Resumo do artigo
Mesmo sem incorporação nacional ao SUS, estados e municípios podem criar programas próprios de distribuição gratuita de sensores de glicose, e vários já o fizeram por lei local, geralmente voltados a crianças e adolescentes com diabetes tipo 1. Quando existe programa, a discussão deixa de ser sobre tecnologia não incorporada e passa a ser sobre cumprimento de política pública já instituída.
Introdução
Mesmo sem incorporação nacional ao SUS, estados e municípios podem criar programas próprios de distribuição gratuita de sensores de glicose. Vários já criaram, por lei local, e o número vem crescendo.
Isso muda a natureza do problema. Onde existe programa, o paciente não precisa discutir se a tecnologia deveria ou não estar no SUS. Ele precisa apenas demonstrar que preenche os critérios da política já instituída.

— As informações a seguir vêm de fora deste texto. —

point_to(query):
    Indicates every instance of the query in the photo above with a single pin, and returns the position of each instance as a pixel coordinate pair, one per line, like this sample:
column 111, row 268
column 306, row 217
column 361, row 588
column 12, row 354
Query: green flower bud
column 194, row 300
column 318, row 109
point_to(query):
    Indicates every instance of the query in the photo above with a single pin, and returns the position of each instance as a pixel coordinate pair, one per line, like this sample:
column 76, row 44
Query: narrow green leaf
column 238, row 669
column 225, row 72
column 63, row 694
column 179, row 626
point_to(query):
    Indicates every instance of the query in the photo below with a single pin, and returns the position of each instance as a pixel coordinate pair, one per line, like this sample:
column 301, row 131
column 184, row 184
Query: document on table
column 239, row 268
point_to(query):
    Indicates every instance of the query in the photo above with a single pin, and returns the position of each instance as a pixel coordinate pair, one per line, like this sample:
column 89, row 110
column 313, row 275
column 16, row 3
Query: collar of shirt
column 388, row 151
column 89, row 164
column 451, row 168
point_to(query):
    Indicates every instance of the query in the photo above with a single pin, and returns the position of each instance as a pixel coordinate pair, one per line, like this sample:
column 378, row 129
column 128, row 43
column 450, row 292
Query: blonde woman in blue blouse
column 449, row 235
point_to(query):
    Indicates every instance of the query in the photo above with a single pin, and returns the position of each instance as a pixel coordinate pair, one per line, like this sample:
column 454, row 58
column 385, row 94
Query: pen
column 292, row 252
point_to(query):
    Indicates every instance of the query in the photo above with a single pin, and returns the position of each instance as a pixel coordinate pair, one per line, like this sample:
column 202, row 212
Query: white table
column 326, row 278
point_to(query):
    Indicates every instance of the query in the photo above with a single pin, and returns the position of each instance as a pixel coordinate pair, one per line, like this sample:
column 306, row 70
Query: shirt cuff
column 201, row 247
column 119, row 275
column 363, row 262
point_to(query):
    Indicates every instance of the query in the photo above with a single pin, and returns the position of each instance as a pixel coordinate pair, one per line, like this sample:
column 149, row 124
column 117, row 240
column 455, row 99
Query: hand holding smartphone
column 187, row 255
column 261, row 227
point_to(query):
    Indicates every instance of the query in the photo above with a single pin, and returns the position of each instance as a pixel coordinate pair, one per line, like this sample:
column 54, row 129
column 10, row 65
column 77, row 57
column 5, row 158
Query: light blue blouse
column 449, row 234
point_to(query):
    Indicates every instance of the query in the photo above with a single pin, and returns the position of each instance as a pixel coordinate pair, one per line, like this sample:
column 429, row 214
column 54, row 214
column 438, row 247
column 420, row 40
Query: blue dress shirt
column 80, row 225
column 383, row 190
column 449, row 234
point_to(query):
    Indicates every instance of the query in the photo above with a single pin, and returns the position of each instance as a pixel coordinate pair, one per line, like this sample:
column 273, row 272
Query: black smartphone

Este artigo explica como descobrir se existe programa na sua cidade ou no seu estado, quais critérios costumam ser exigidos e o que fazer quando a lei existe mas não sai do papel.
Leia também:
- Sensor FreeStyle Libre pelo SUS: como conseguir
- Conitec negou o sensor de glicose: o que muda para quem precisa
- Sensor de glicose para crianças com diabetes tipo 1
Conteúdo do artigo
Estado e município podem distribuir sensor sem autorização federal?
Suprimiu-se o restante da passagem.